For the first time since the Great Depression, congressional leaders are seriously considering sweeping alternatives to the Internal Revenue code. Two Texans in the House of Representatives are leading the calls for drastic change. house Majority Leader Dick Armey wants to replace the current income tax with a single-rate tax with no deductions other than a generous personal exemption. Ways and Means Committee Chairman Bill Archer would instead scrap the Internal Revenue Code entirely and replace it with a flat-rate national sales tax.
Would either proposal enhance civil liberties and raise enough money to operate the federal government? REASON assembled four knowledgeable advocates to discuss the possibilities.
No More Kidding Around
By Edward H. Crane
At the end of a brilliant section on taxation from his book Power & Market, the late Murray N. Rothbard writes, "Our conclusions are twofold: (1) that economics cannot assume any principle of just taxation, and that no one has successfully established any such principles; and (2) that the neutral tax, which seems to many a valid ideal turns out to be conceptually impossible to achieve."
I cite Rothbard's conclusion--which he persuasively develops in the book--by way of disclaimer. I do not favor a federal retail sales tax. I support replacing the current Byzantine system of financing the federal government with a federal retail sales tax. I do so for the simple reason that it will make it easier for Americans to reduce their overall tax burden.
We can replace the personal income tax, corporate income tax, inheritance tax, gift tax, and the Social Security payroll tax with a simple federal tax on retail sales and services of between 25 percent to 30 percent. There are economic, civil libertarian, and political advantages to doing so.
Before discussing those advantages, it's worth emphasizing two more disclaimers. First, what we are talking about here is a complete replacement of the existing federal tax system. Critics of a federal retail sales tax who point to the danger of politicians simply adopting the retail sales tax on top of reduced rates for the present system have a very legitimate concern. The last thing we should want would be a sales tax in addition to the taxes we already have. The movement for the sales tax must reject any deal that allows the income tax to survive even at one-half of 1 percent.
Second, it must be made clear that we are not talking about a value-added tax. The European experience with the VAT makes it clear how easy that tax is to increase, primarily because it is hidden at the various levels of production. It is true that there will be some problems involved in defining "retail sales," but they are not insurmountable problems. The point is that the retail sales tax will be much more visible than a VAT and, hence, much harder to increase.

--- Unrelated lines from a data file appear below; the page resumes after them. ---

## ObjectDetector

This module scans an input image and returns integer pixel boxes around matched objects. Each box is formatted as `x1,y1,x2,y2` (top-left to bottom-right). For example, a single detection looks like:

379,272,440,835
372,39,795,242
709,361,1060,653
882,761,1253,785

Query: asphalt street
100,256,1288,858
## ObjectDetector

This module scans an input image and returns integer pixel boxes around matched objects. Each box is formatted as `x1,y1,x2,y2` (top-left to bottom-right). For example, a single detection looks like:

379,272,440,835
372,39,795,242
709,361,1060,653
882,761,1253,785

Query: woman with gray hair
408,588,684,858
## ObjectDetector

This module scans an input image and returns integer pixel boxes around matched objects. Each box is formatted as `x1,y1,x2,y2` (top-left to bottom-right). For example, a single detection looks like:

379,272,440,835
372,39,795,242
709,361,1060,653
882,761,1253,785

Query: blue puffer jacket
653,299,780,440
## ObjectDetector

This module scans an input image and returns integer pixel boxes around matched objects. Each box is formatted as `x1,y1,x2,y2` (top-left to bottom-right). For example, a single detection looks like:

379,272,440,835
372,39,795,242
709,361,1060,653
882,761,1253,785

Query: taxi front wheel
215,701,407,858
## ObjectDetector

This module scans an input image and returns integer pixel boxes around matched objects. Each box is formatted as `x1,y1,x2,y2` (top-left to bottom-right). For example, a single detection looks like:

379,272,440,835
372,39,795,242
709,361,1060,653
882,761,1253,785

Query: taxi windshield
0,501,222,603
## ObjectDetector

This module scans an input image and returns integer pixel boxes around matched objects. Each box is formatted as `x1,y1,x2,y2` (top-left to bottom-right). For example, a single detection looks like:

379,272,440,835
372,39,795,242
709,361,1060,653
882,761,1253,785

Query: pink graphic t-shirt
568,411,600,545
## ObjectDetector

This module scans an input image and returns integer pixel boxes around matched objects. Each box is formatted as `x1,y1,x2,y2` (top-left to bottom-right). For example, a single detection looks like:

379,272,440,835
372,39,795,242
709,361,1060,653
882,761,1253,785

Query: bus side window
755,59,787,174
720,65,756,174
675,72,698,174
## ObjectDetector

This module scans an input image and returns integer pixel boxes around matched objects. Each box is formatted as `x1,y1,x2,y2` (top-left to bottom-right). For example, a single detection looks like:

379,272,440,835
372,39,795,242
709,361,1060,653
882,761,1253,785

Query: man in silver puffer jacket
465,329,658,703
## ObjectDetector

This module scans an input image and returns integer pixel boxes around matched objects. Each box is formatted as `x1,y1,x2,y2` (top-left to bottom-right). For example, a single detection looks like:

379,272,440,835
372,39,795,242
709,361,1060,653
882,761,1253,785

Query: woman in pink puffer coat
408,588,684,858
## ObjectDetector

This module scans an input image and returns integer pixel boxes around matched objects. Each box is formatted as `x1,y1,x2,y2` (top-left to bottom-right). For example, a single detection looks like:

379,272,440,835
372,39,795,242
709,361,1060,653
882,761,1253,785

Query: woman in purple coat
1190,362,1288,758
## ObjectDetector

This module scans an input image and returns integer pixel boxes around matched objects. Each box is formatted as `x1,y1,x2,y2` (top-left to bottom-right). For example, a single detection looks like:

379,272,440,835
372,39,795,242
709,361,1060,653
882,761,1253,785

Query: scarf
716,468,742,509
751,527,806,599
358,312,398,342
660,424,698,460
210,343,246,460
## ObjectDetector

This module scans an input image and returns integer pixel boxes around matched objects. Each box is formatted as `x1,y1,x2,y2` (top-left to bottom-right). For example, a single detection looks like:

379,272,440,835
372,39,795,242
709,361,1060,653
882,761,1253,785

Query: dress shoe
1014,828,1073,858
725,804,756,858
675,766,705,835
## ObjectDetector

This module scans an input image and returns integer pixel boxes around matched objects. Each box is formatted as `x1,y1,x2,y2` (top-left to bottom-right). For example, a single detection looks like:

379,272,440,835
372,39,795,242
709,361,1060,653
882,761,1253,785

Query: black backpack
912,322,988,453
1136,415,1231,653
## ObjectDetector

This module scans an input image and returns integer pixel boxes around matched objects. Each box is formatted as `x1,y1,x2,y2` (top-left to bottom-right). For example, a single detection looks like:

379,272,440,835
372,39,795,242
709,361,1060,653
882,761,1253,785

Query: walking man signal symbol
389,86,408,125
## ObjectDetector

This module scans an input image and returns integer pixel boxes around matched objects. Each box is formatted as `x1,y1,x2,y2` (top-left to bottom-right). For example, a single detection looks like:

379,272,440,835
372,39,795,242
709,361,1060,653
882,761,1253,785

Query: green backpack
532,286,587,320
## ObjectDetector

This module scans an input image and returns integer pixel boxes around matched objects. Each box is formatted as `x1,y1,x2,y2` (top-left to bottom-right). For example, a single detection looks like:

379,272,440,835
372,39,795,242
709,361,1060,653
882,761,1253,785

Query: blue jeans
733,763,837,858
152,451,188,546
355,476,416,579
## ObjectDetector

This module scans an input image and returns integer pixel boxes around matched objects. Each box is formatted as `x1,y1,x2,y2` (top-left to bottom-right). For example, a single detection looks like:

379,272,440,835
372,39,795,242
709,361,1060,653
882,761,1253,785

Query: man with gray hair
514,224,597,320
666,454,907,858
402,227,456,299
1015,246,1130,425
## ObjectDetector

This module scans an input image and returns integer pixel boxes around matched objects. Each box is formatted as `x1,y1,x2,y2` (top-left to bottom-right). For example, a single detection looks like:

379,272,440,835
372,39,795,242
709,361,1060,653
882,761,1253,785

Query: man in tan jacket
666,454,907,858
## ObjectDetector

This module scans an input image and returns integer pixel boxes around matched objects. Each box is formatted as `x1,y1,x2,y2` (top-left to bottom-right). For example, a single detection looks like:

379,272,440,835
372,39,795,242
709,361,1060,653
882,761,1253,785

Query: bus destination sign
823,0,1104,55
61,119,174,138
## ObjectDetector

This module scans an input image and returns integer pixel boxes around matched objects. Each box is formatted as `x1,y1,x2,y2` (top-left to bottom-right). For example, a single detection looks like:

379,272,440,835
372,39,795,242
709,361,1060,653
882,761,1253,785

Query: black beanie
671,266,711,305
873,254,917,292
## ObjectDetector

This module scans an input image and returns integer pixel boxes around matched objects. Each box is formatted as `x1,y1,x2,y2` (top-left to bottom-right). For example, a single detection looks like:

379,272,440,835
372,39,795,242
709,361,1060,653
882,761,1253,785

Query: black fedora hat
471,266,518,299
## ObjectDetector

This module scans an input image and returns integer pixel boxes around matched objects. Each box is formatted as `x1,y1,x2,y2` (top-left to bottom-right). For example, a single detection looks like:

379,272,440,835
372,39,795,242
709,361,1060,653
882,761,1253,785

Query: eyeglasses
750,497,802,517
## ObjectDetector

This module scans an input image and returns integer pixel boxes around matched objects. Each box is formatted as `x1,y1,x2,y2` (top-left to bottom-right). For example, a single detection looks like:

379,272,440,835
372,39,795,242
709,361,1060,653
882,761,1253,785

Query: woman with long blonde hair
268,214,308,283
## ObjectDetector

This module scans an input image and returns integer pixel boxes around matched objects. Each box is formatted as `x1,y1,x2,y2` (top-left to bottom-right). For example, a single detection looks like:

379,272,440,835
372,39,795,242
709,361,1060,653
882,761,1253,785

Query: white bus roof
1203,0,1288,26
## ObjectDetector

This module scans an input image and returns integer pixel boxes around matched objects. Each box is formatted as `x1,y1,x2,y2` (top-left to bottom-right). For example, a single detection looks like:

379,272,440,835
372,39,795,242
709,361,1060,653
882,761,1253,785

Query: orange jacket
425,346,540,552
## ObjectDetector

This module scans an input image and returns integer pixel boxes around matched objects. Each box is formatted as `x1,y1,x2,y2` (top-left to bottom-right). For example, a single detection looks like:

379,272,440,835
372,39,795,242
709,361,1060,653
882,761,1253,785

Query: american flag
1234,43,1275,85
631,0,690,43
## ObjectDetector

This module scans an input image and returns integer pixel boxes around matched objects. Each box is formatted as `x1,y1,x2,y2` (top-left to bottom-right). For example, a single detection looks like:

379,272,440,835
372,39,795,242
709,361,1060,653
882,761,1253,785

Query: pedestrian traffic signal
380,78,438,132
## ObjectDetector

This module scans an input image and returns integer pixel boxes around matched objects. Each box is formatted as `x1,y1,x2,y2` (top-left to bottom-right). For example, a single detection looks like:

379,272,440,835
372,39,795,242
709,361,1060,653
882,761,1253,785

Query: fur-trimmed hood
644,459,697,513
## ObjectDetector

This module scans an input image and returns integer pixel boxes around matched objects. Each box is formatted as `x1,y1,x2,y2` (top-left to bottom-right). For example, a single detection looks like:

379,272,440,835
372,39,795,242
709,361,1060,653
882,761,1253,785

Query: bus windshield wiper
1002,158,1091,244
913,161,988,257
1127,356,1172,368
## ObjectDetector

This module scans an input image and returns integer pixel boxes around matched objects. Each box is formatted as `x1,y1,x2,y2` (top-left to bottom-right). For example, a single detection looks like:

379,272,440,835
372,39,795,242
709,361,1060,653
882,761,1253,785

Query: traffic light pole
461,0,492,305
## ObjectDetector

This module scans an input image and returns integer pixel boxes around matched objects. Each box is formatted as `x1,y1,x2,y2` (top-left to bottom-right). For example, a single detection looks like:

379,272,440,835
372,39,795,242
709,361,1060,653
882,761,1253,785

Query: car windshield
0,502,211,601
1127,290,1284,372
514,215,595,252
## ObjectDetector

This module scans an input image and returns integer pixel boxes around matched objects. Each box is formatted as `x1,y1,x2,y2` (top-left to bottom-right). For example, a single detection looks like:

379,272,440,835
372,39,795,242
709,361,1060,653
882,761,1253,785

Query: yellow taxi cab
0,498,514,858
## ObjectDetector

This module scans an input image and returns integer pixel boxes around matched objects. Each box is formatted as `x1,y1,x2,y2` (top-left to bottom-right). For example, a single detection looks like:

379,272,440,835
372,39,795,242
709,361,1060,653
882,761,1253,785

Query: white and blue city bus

A theoretical case for the preferability of a retail sales tax can be made on the basis of the fact that consumption is the purpose of an economy. It is not investment, saving, or even employment. It is consumption. Government lives off of the economy. Let, then, the burden of government fall precisely where the economy is headed: on consumption. Such a tax, while unquestionably damaging to the economy and our standard of living, nevertheless will act to reduce the damage done to the economy compared to other taxation schemes.
A study done for the Cato Institute by Boston University economist Laurence J. Kotlikoff found that replacing the income taxes with a retail sales tax would more than double the savings rate (after all, the whole world outside consumption becomes an IRA), increase the capital stock by a third, and boost national output by nearly a half trillion dollars. One need not accept Kotlikoff's econometric model as an instrument of precision (or even crude accuracy) to see that by eliminating the income and inheritance taxes, including the tax on saving, there is bound to be a huge boost in output and productivity. Entrepreneurial incentives could not be more enhanced within the revenue constraints currently imposed by the federal government.
Thus, on the economic front the retail sales tax is an enormous improvement on the current system. So is Rep. Dick Armey's proposed flat income tax. It has been carefully constructed and, if left alone by politicians, would have virtually the same economic impact as the sales tax.
The problem is--and this is where the civil libertarian aspect comes in--that the flat tax remains a tax on income and keeps in place the Internal Revenue Service. The retail sales tax abolishes both. As the readers of REASON are well aware, there is no more intrusive and abusive agency of the federal government than the IRS. With a staff of more than 120,000 agents and auditors, the very mention of the IRS strikes fear in the hearts of Americans who, in theory, live in the land of the free.
The list of IRS intimidations, civil liberties abuses, snooping, and general ineptitude continues to grow. And for 1995 and 1996 we are promised particularly harsh audits, supposedly necessitated by the estimated $150-$200 billion in annually uncollected taxes.
Civil liberties abuses under the income tax regime are blatant and well documented. We are, for instance, assumed guilty and must prove our innocence when charged with violating the Internal Revenue Code, a code so complex and illogical that the IRS itself only pretends to understand it. The IRS regularly undertakes "civil forfeiture" proceedings that deny Americans their constitutionally guaranteed right to due process of law by confiscating property to pay for alleged (but not proven) tax deficiencies.